Frustré par les sanctions contre Alvaro et Payet

Pour rappel, en 2017, Bastia avait écopé d’une défaite sur tapis vert contre Lyon, après un match marqué par de violents incidents. Avant le coup d’envoi, une cinquantaine de supporters corses avaient pénétré sur la pelouse pour s’en prendre violemment à une partie de l’équipe rhodanienne et son staff. En revanche, Metz-Lyon, en 2017, avait été rejoué après avoir été interrompu pour des jets de pétards. Les Gones avaient gagné 3-0 quatre mois après l’arrêt de la rencontre. Dix ans plus tôt, en 2007, Toulouse avait effectivement pris trois points sur tapis vert contre Nantes après l’envahissement du terrain de la Beaujoire par des supporters des Canaris.

“C’était une commission de discipline exceptionnelle, une décision compliquée à prendre. La décision est très sévère à l’encontre d’Alvaro, je ne comprends pas. On décidera en début de semaine prochaine s’il convient de faire appel.
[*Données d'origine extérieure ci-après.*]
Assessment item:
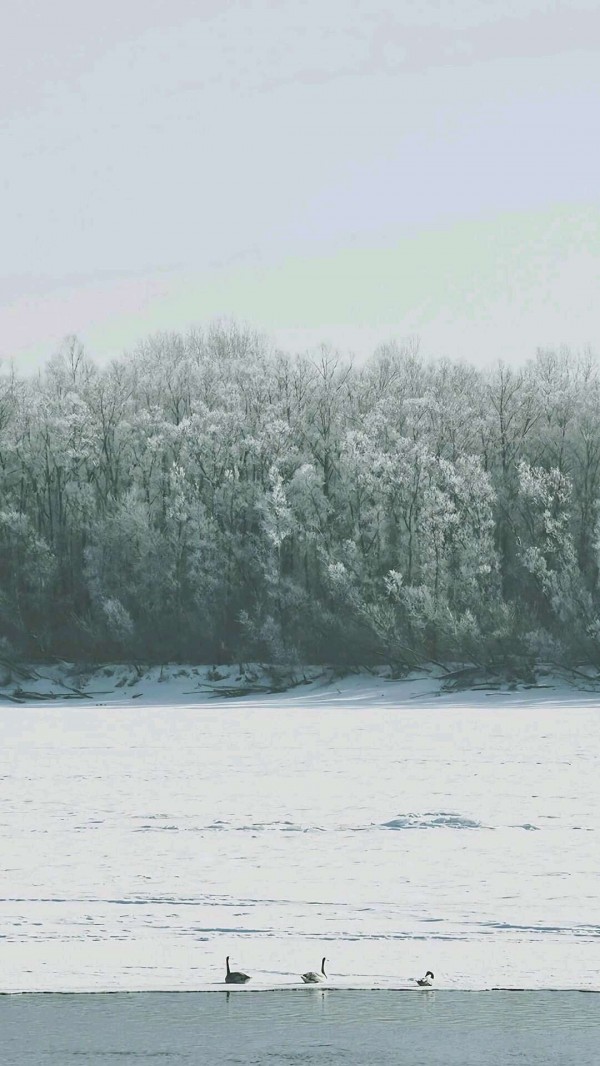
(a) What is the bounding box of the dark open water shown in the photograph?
[1,991,598,1065]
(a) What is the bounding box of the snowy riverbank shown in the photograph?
[2,659,600,709]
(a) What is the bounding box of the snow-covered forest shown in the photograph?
[1,326,599,670]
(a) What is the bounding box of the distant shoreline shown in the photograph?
[2,659,600,707]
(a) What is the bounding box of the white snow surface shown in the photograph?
[2,669,599,993]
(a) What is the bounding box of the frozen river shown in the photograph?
[2,685,600,991]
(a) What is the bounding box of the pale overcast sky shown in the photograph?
[2,0,599,368]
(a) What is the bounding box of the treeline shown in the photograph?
[1,325,599,671]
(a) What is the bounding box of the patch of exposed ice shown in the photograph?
[381,812,485,830]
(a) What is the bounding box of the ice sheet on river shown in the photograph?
[2,677,599,992]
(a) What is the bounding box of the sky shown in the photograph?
[1,0,600,369]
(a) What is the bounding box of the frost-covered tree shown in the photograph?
[1,323,599,669]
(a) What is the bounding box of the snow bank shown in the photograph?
[1,660,599,710]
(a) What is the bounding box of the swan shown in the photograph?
[301,957,327,983]
[225,956,251,984]
[417,970,434,987]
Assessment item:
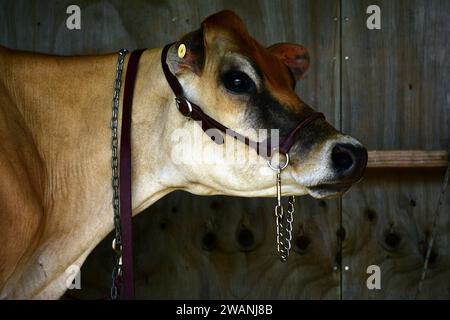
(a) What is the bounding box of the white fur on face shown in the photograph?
[169,111,364,199]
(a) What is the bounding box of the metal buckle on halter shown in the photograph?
[267,150,290,172]
[175,97,193,119]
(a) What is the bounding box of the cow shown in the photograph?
[0,10,367,299]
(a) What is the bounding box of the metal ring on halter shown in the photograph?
[267,152,290,171]
[175,97,193,118]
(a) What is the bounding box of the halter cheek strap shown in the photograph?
[160,43,325,165]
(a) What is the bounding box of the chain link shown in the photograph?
[284,196,295,253]
[110,48,128,300]
[274,204,285,258]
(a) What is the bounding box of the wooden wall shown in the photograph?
[1,0,448,299]
[340,0,450,299]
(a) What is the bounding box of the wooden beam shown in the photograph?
[367,150,448,168]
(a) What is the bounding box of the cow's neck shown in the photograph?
[32,49,182,216]
[5,47,186,298]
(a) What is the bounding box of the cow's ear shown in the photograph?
[267,43,310,80]
[167,28,205,76]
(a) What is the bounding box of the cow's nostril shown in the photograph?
[331,143,368,180]
[331,145,354,172]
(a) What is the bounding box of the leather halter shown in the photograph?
[160,43,325,161]
[117,48,145,299]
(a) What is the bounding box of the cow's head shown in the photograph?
[165,10,367,199]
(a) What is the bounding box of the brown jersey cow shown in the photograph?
[0,11,366,299]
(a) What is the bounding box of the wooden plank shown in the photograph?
[341,0,450,299]
[367,150,448,168]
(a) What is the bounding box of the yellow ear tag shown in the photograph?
[178,44,186,58]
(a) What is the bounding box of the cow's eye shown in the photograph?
[222,71,255,94]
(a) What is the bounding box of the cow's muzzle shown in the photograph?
[295,136,368,198]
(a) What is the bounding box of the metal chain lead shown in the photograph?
[110,48,128,300]
[273,168,294,262]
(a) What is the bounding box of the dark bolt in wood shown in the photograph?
[385,232,401,249]
[365,209,376,222]
[237,228,255,250]
[410,199,416,207]
[295,235,311,253]
[336,227,346,241]
[202,232,218,251]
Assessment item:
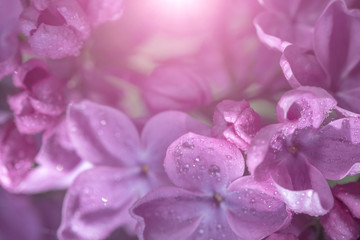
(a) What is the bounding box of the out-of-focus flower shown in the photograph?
[280,0,360,113]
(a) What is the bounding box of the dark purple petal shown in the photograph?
[308,117,360,180]
[333,182,360,218]
[276,87,337,129]
[58,167,143,240]
[164,133,245,192]
[0,187,42,240]
[212,100,261,151]
[67,100,140,166]
[320,199,360,240]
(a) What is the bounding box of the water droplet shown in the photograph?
[195,157,200,162]
[208,165,221,177]
[100,120,107,126]
[56,164,64,171]
[101,197,108,204]
[182,142,194,149]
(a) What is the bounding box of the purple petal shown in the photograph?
[280,45,329,89]
[141,111,210,184]
[131,187,239,240]
[58,167,143,240]
[226,176,291,240]
[67,100,140,166]
[308,117,360,180]
[314,0,360,83]
[333,182,360,218]
[276,87,337,129]
[320,199,360,240]
[164,133,245,192]
[271,158,334,216]
[212,100,261,151]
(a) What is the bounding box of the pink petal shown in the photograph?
[20,0,90,59]
[77,0,124,27]
[276,87,337,129]
[320,199,360,240]
[58,166,143,240]
[212,100,261,151]
[67,100,140,166]
[8,92,55,134]
[308,117,360,180]
[141,111,210,184]
[164,133,245,192]
[226,176,291,240]
[333,182,360,218]
[140,65,212,113]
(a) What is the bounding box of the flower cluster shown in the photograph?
[1,0,360,239]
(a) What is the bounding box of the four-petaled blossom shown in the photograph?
[131,132,291,240]
[58,100,210,240]
[247,86,360,216]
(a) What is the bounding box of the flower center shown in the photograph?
[287,145,298,155]
[141,164,150,173]
[213,192,223,203]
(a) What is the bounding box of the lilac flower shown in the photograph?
[8,59,65,134]
[212,100,261,151]
[0,0,22,79]
[280,0,360,113]
[131,132,291,240]
[247,86,360,216]
[58,100,210,240]
[20,0,90,59]
[321,182,360,240]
Nous n’avons pas encore les écrits et les motivations de la commission. Cette sanction reste choquante. C’est aussi sévère pour Payet. Ils sont victimes des violences commises. Cela a été dit à plusieurs reprises lors des débats. Concernant l’arbitre, il a été d’une grande tenue lors des débats, il n’a pas varié de sa ligne conduite qui a été de dire que le match n’aurait jamais dû reprendre. Il a eu par deux fois des messages du délégué de la Ligue qui lui a demandé de reprendre. C’est important de bien intégrer que l’arbitre est le seul maître du terrain et qu’il a toujours considéré que le match ne devait pas reprendre”, a conclu Cardoze dans l’After Foot.